Gymnastics is a young women's sport. Since 2000, the average age of an individual gold medal winner at the Olympics and the world championships is 17. In 2012, Tweddle will have a decade on the average, and that is where Chusovitina (below) comes in.

"She is an inspiration," says Tweddle simply of an athlete who has competed in five Olympics. Tweddle, aged all of 24, has herself struck a blow for veterans of the mat. In the last six years of world and Olympic competition, teenagers have claimed every gold apart from two; both belong to Tweddle. Her triumph on the floor in the world championships a week ago earned a second success at that level – she is comfortably Britain's most decorated gymnast – and firmed her desire to be back at the 02 when London plays host to the Games. "Age comes up a lot now," she says. "When I turned up at the 02 there were people asking if I was spectating rather than competing."

The 2009 World Championships were supposed to be Tweddle's swansong. Before Beijing she saw it as an obvious exit from a career that taxes the body like few other sports. Instead, inspired by both her own performance and the novel experience of a large partisan crowd, she carries on.

"I thought this would be my retirement, but I am still producing – my body is holding up," reflects Tweddle. "I've spoken to former athletes and they all say you know when the time is right to go. If, in a year or so, my results decrease, I will talk to my coach and if we think I should retire, I will. But London is a huge motivation." So much so that she has agreed with Liverpool University to put the physiotherapy degree she was due to start last month on hold until 2012.

It was three years ago that she became Britain's first ever world champion, but the events on the south bank of the Thames surpassed that. "Two thousand and six was an absolute shock. This time was a little bit more special. It was a roller- coaster week."

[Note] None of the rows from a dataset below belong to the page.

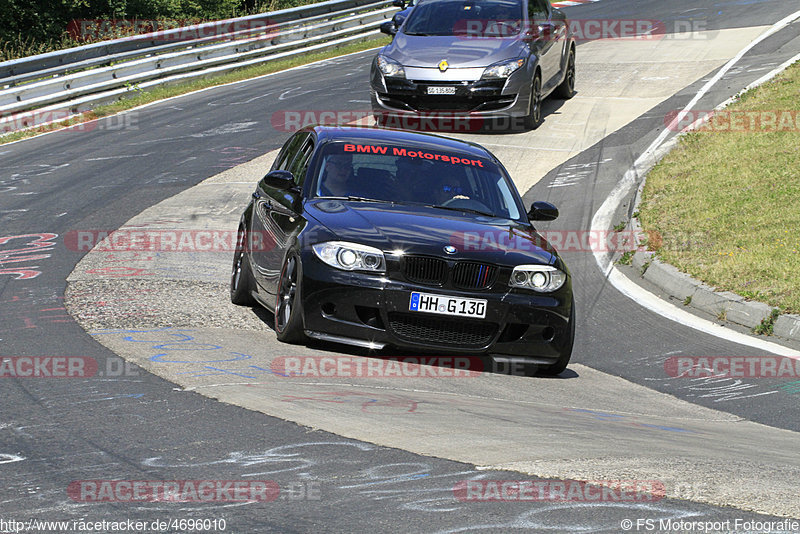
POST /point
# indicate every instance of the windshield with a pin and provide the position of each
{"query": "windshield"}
(464, 17)
(416, 175)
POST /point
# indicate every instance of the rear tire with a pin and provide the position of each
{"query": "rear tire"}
(566, 353)
(566, 89)
(242, 282)
(289, 303)
(534, 117)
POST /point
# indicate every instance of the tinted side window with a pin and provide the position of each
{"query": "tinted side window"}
(299, 165)
(290, 150)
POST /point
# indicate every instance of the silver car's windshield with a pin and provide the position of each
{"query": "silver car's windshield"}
(462, 17)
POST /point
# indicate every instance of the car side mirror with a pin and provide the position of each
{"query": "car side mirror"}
(388, 28)
(542, 211)
(280, 180)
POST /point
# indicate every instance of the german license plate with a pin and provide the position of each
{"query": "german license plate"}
(441, 90)
(443, 305)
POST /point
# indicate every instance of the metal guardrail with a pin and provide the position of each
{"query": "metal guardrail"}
(72, 80)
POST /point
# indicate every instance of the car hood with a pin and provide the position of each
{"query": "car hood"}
(416, 229)
(460, 52)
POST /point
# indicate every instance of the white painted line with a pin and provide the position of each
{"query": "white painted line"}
(602, 220)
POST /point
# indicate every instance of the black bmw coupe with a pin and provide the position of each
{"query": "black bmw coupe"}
(374, 237)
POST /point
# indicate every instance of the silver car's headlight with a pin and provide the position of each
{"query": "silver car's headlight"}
(351, 256)
(541, 278)
(390, 67)
(504, 69)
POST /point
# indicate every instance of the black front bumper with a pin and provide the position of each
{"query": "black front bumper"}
(375, 308)
(469, 97)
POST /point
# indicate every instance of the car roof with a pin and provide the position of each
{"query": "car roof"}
(400, 137)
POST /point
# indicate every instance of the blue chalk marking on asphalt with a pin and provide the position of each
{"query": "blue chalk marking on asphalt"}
(601, 415)
(159, 358)
(106, 331)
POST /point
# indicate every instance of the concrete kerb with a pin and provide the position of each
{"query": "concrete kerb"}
(694, 293)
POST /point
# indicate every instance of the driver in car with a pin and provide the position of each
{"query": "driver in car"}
(336, 176)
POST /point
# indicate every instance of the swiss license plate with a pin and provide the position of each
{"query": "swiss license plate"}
(441, 304)
(432, 90)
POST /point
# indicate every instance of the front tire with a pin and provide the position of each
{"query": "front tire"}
(288, 304)
(242, 277)
(534, 117)
(566, 89)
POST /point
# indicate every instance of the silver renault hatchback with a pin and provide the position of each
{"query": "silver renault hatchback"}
(483, 59)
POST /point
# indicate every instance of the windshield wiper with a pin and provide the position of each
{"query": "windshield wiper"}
(468, 210)
(356, 199)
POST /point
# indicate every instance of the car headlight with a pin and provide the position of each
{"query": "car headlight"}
(390, 67)
(541, 278)
(504, 69)
(350, 256)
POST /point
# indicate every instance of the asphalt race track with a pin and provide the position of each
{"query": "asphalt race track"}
(196, 396)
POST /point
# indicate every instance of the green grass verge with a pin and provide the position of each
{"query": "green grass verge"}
(138, 97)
(724, 206)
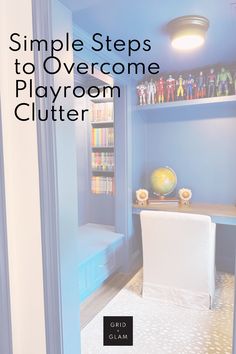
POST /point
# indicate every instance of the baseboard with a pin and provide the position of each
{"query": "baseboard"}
(99, 299)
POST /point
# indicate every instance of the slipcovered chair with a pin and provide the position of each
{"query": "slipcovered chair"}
(178, 258)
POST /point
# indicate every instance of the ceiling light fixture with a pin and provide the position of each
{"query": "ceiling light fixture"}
(188, 32)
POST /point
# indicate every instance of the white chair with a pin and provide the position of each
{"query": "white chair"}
(178, 258)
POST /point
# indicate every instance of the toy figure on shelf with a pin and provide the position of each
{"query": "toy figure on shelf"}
(160, 84)
(151, 91)
(146, 91)
(211, 83)
(170, 86)
(189, 87)
(180, 89)
(201, 86)
(141, 91)
(223, 79)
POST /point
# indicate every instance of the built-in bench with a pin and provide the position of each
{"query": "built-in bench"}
(100, 255)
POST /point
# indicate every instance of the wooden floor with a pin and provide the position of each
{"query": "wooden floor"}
(96, 302)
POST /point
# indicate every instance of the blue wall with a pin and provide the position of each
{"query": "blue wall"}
(199, 143)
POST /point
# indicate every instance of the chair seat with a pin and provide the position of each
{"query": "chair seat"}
(178, 258)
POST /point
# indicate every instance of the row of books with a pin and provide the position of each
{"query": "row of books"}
(102, 137)
(102, 185)
(102, 112)
(102, 161)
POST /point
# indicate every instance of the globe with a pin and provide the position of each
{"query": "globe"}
(163, 181)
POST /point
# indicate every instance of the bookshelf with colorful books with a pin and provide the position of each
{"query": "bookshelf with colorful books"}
(102, 146)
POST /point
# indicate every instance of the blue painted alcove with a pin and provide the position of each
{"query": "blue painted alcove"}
(198, 142)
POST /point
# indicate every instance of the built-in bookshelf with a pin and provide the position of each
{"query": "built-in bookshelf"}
(102, 146)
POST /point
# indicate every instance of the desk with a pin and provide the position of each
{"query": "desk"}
(220, 213)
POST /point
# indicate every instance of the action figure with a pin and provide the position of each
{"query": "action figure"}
(180, 85)
(141, 91)
(201, 86)
(189, 87)
(235, 82)
(160, 90)
(146, 91)
(211, 83)
(223, 79)
(151, 91)
(170, 86)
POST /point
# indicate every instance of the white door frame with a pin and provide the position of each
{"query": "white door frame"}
(42, 23)
(5, 309)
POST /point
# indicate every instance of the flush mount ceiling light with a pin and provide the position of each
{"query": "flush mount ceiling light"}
(188, 32)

Another one has followed. "It's been crazy," says Tweddle, who finally headed out into Liverpool on Friday night for a proper celebration with friends (after time in the gym of course). As a sport, gymnastics has to maximise its time in the spotlight and Tweddle is sworn to the cause.

"We have to hype it up," she declares. There is a Facebook page dedicated to her winning BBC Sports Personality of the Year, so someone is already paying attention.

Tweddle has carried her gold medal in her bag throughout the last week, through school visits and countless interviews banging the drum for her sport: "If I did gymnastics for the money, I would have retired a long time ago. I do it because I love it." There remains, though, space for one more medal in her collection, the most coveted of all.

"I have every title to my name, Commonwealth, world, British, English, apart from one, the one medal I want. If I got it, that would finish the dream. That is keeping me going."

Raising the bar: Older Olympians

*If she is successful in competing in the 2012 Olympics at the age of 27, Tweddle will join an elite list of elder Olympians to win a medal in the sport.

* Hungarian Ange Kelleti won four golds in 1956 at the age of 35.

* Oksana Chusovitina, of Germany, won a silver at the age of 33 last year.

* Larissa Latynina, of the Soviet Union, won a third title at 29 in 1964.

* Briton Ethel Seymour was 46 when she won a team bronze in 1928.